Yes, a configurable max period for sending heartbeats would be helpful. So NTH can probably be configured to send heartbeats for a given period (3 hours in our case) and the lifecycle heartbeat timeout can be set to 5 min or so, this way the node would be terminated anyway once the heartbeats stop.

varkey avatar Nov 16 '21 15:11 varkey

It looks like this issue has a good amount of interest. We would absolutely be open to accepting a PR for this, but right now we are focusing on the next version of NTH (V2). In V2 we hope to eliminate the need for adding so many additional configurations and solve a number of other issues on this repository.

jillmon avatar Nov 17 '21 19:11 jillmon

right now we are focusing on the next version of NTH (V2)

Is there any documentation on V2, and specifically for this issue how it would handle heartbeats?

gabegorelick avatar Nov 17 '21 19:11 gabegorelick

@snay2 @cjerad is this implemented in v2?

stevehipwell avatar Nov 03 '22 17:11 stevehipwell

@stevehipwell Currently, v2 does not issue heartbeats.

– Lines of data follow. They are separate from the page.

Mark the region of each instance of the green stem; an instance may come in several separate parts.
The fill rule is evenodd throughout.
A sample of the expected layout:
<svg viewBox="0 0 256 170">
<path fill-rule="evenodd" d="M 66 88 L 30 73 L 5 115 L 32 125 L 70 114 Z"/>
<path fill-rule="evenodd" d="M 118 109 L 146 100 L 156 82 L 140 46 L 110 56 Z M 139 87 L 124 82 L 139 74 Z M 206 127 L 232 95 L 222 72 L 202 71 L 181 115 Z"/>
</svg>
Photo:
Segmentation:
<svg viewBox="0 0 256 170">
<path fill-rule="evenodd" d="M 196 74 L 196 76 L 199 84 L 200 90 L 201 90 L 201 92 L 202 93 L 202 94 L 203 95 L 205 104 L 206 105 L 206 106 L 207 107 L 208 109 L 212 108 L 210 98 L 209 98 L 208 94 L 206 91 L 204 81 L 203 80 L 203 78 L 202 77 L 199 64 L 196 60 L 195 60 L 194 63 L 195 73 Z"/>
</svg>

cjerad avatar Nov 03 '22 18:11 cjerad

@cjerad is that a conscious decision or is it something you'd like to do if you had to resource to implement it?

stevehipwell avatar Nov 03 '22 18:11 stevehipwell

@stevehipwell It just hasn't been investigated yet.

cjerad avatar Nov 16 '22 20:11 cjerad

@cjerad are you looking for contributions?

stevehipwell avatar Nov 16 '22 21:11 stevehipwell

bump? it's been years since there was a mention of V2

0x91 avatar Nov 08 '23 12:11 0x91

any update on this? 🙏🏽 This is very important feature required for running stateful workloads like kafka clusters where graceful rotation of nodes is critical and also quite slow.

riuvshyn avatar Nov 21 '23 10:11 riuvshyn

Interesting, I hadn't expected nodes taking hours to drain. We can look into adding the heartbeat to cover the long draining case. Thanks for reporting!

@bwagner5 This problem affects not only pods that are taking long time to terminate but also this affects any workload where many pods involved with a podAntiAffinity + pdb limiting termination multiple pods at once. So with these constraints if all nodes where such pods are running falling under 2h timeout due to PDB not allowing terminate many pods at the same time, so it really depends on how quickly pod is being replaced and allows next node to proceed with eviction. Sometimes when for some reason start up or termination might take longer than usual or hitting AWS capacity issues so new nodes can't be scheduled there is a hight chance to hit 2h time out by significant amount of pending termination nodes and they will be killed without draining which will cause down time for the workloads.

This is pretty serious limitation which has to be considered before using NTH in large clusters.